Yes, George Harrison was the Beatle for me, until I met my first real boyfriend, Mike M. He looked just like Paul McCartney. Everybody said so. Except for his coloring, sandy-blond hair and blue eyes, he could have been his twin.
I’d been practicing getting the flutters over adorable teen idols, but this was the first time my heart raced over a real guy. He was older, 15 to my 12 years. I was flattered and thrilled to find he had a crush on me too.

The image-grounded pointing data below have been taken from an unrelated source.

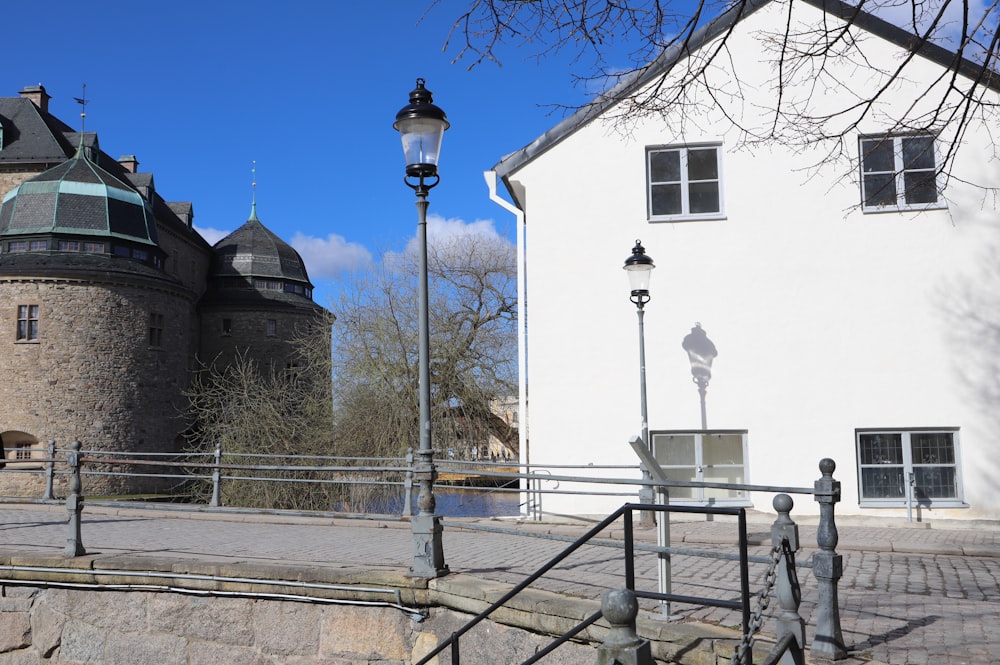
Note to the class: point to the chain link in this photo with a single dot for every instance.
(757, 616)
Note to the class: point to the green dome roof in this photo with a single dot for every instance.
(77, 197)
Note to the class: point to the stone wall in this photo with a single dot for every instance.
(92, 375)
(72, 627)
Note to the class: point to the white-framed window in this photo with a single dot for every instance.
(716, 456)
(684, 182)
(922, 466)
(899, 173)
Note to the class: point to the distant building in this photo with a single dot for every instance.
(112, 299)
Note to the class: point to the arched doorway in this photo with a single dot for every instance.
(18, 449)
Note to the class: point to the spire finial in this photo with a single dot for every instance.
(253, 190)
(82, 101)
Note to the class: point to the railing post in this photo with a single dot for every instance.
(790, 622)
(828, 568)
(50, 470)
(408, 485)
(217, 478)
(74, 502)
(622, 646)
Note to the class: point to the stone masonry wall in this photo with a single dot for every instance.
(92, 375)
(77, 627)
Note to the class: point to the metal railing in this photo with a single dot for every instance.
(827, 566)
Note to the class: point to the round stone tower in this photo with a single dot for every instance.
(100, 336)
(259, 298)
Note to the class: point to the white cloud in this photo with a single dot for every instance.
(441, 230)
(328, 257)
(211, 235)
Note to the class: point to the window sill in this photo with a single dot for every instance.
(687, 218)
(897, 503)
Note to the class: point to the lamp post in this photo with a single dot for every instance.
(701, 353)
(639, 267)
(421, 127)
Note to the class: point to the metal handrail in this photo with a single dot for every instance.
(625, 512)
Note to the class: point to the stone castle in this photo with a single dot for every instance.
(112, 300)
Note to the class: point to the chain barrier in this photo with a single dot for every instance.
(757, 616)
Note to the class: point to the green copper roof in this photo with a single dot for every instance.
(77, 197)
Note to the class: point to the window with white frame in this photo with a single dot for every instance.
(917, 465)
(703, 456)
(684, 182)
(27, 323)
(899, 173)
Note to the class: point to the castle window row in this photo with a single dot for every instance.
(86, 247)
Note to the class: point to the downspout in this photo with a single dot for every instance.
(522, 316)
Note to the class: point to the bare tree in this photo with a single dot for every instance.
(250, 410)
(651, 57)
(472, 345)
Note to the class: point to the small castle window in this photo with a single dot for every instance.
(155, 330)
(27, 323)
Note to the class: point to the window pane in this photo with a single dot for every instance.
(877, 155)
(882, 483)
(666, 200)
(674, 450)
(881, 448)
(935, 482)
(918, 152)
(932, 448)
(880, 190)
(683, 475)
(703, 197)
(665, 166)
(921, 186)
(703, 165)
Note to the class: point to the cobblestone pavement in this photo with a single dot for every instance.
(908, 596)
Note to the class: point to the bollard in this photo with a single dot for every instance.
(622, 646)
(217, 478)
(50, 469)
(828, 568)
(74, 503)
(789, 594)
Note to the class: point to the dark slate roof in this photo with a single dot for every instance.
(78, 197)
(254, 251)
(716, 27)
(29, 135)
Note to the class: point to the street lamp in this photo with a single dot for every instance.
(421, 127)
(701, 353)
(639, 267)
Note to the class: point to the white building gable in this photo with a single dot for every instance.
(856, 332)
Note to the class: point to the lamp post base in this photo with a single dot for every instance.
(428, 552)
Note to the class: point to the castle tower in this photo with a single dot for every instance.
(259, 297)
(99, 333)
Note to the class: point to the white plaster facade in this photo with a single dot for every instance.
(827, 320)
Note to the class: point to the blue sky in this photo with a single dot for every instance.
(198, 91)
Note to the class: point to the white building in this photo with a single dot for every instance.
(853, 298)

It felt disloyal to favor George when my ‘true love’ looked like Paul, so I switched my allegiance. Having a real-life beau was much more fun than fantasizing about a distant superstar. It was Mike, after all, who wrote pages and pages of “I Love You Eve,” not John, Paul, George, or Ringo. God knows how Mike ever got through school. He spent class after class scribbling love notes to me. He was no Shakespeare either. He’d write the same corny line over and over, filling pages of lined notebook paper. His lack of imagination didn’t bother me. I was enchanted by his adolescent attentions.

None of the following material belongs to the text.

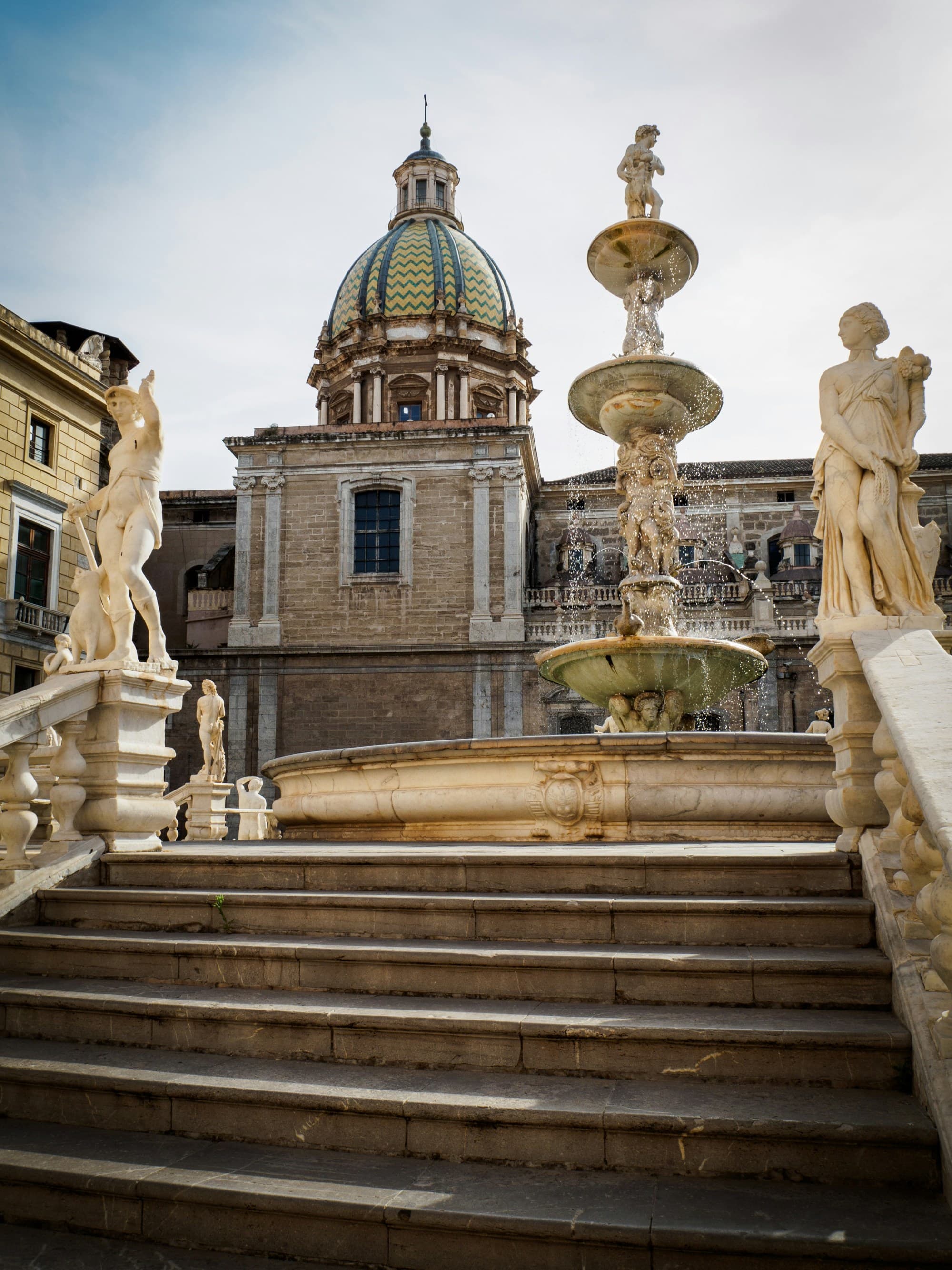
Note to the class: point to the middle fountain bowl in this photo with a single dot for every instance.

After weeks of courting me with his romantic but repetitious prose, he asked me to go steady. I said, “Yes” and he took off his silver ID bracelet. Fumbling awkwardly, he fastened it around my wrist. It was official. I was his girl! He asked if he could kiss me.

We were in my backyard. There wasn’t another soul in sight. My heart was racing as visions of great kisses streamed through my mind: Rhett and Scarlet; Captain Von Trapp and Maria; John Wayne and anyone.
I nodded to Mike that it was okay. I closed my eyes, stood on tiptoes, puckered my lips, and waited without breathing to be swept up in a torrent of passion. There was a long pause. Then, I felt a fleeting flicker touch my lips; the type of sweet peck-on-the-cheek-kiss Aunt Bea might give Opie as she sent him off to school.
Still perched on my toes, lips puckered, I opened my eyes to see Mike running across the lawn, half-way to the street. Before I could shout, “Hey, was that it?” he was out of sight. I stood there, dumbfounded. Oh, how I wanted my first kiss to be memorable. It was, but not in the grand great-kisses-of-all-time way that I had imagined.
Mike and I finally did graduate to some longer, mushier smooching. I remember those make-out sessions, dreamlike and vague, set against an endless stream of Beatle tunes. When I hear tunes from that early Meet the Beatles album, like “This Boy” and “Hold Me Tight,” they take me back to those bubbly feelings of puppy love, and to that comical moment in my backyard where I stood, still puckered, waiting for the rest of my first kiss.